Yes, there is a lawsuit in the water court where a number of plaintiffs are claiming that the city of Aspen has abandoned their right to use water for hydropower generation. The city bought the old hydro plant in 1956 for the water rights it held, not for the power it generated.
In 1956 the city needed a source of dependable, clean and senior water rights for all its needs. The power plant had them. The city wouldn’t have shut down the plant two years later if all they wanted was the electricity. The city later pulled everything out, the penstocks, turbines, transmission lines — everything — and turned the building into a maintenance garage. That is the foundation of the claim that the right to use water for hydropower was abandoned.
So if these plaintiffs win will they get to take Aspen’s water? Absolutely not. If the court rules that the right was abandoned any real water associated with it will simply return to the stream, period. No one can just take it. Water law doesn’t allow for this. Abandoned water rights return to the stream.
But hydropower use is mostly non-consumptive, so the chances that the city will actually lose any real water is pretty small. There isn’t any real water to lose and the hydropower right is just one of many beneficial rights for which their decreed water is for. Win or lose, the city will retain all of their water rights for municipal, domestic, irrigation and other rights for water use. These aren’t being challenged.

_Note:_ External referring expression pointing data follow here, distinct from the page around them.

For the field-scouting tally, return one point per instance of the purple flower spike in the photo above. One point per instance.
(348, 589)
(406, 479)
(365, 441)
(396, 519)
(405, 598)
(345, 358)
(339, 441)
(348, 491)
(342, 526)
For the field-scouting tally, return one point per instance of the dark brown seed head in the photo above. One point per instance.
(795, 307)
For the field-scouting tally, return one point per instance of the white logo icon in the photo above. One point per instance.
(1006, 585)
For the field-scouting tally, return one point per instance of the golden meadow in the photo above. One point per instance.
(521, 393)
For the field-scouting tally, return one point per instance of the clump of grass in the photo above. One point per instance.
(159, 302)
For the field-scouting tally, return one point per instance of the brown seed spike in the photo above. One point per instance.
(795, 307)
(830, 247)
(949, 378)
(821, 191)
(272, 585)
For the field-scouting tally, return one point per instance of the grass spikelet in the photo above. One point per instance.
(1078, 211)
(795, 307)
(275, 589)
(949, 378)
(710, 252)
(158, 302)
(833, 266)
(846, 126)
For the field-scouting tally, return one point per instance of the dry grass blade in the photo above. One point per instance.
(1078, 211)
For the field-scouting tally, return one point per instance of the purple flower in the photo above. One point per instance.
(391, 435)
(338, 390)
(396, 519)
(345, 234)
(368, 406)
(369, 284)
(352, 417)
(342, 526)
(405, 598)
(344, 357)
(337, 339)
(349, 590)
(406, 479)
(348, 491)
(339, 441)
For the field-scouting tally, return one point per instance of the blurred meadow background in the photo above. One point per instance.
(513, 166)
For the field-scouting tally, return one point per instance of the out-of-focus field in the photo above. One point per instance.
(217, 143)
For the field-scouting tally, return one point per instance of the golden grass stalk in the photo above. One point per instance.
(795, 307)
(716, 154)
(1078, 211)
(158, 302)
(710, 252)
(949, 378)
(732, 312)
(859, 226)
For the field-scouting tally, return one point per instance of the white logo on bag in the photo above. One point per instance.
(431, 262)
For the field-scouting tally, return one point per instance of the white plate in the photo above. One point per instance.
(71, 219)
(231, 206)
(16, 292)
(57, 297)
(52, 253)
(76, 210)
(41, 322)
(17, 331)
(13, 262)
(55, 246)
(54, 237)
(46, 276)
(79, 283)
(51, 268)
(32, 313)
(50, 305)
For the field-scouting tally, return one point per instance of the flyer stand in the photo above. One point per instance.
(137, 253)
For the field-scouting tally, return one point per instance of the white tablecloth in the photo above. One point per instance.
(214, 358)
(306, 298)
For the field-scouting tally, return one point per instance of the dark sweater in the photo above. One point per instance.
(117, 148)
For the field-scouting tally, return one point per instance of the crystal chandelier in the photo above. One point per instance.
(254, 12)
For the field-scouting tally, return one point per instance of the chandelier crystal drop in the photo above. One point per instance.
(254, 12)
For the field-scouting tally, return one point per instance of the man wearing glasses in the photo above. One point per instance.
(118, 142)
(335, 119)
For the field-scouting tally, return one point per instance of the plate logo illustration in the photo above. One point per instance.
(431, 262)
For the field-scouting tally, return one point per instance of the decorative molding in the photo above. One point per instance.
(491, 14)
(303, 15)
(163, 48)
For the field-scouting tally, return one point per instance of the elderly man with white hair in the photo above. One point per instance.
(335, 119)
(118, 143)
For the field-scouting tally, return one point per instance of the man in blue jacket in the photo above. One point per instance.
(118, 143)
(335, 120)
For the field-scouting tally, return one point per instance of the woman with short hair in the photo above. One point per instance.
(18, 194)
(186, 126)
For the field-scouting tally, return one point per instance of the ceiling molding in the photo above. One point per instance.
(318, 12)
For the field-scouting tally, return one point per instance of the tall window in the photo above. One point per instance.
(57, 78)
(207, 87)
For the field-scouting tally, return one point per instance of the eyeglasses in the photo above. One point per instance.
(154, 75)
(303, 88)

There is also the absurd idea that some trans-mountain diversion interest could swoop in and claim that water. Again, that just won’t happen because:
• There isn’t any real water to take.
• Any new water rights filed on the streams will be hopelessly junior, even to the state’s minimum streamflow rights.
• The permitting and environmental review process to build a new infrastructure under wilderness areas is an insurmountable hurdle. (There weren’t any wilderness areas when the current infrastructure was built.)
• Add to this the need for a Pitkin County 1041 permit and any thought of a new trans-mountain diversion evaporates.
Hunter Creek, the upper Roaring Fork and the Fryingpan, with their existing trans-mountain diversion infrastructure will be the real targets. Those streams are the ones to worry about, not Castle or Maroon creeks. Any claims to the contrary are fear-mongering fantasies.